How to take care of your bones
There are ways you can protect your bones against osteoporosis, such as:
- Eating a healthy diet:A diet that is rich in fruit and vegetables is important for bone health as they alter the way acid is handled in the body. Your diet should also include calcium-rich foods such as milk and dairy products, dried fruits, fish such as pilchards and sardines and leafy green vegetables.
- Getting enough vitamin D:Spending time outdoors in the sun helps our bodies produce vitamin D. However, if you are at risk of vitamin D deficiency, or a blood test reveals your levels are low, your GP may recommend a supplement. You should also try to include more sources of vitamin D within your diet.
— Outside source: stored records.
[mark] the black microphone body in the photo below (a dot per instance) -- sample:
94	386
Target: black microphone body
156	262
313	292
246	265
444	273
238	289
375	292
- Taking weight-bearing exercise: Weight-bearing exercise, such as brisk walking, jogging, pilates or aerobics, can be effective in helping to prevent osteoporosis and strengthen your bones.
- Repetitive weight training: Lifting weights safely in the gym or at home also helps to strengthen your muscle and bones.
- Not smoking: Smoking increases your risk of having a fracture, so if you are at risk of developing osteoporosis, it is recommended to stop.
Coping with osteoporosis
Osteoporosis can result in painful fractures. Hip fractures involve a lengthy recovery period in particular and, where vertebrae in the spine can fracture, this can cause height loss and increased curvature of the spine.
Bones usually heal within 6 to 8 weeks but pain, especially after spine fractures, can persist for much longer. The National Osteoporosis Society says painkillers, physiotherapy, hydrotherapy (where you exercise in water) and TENS machines may help you cope with the pain.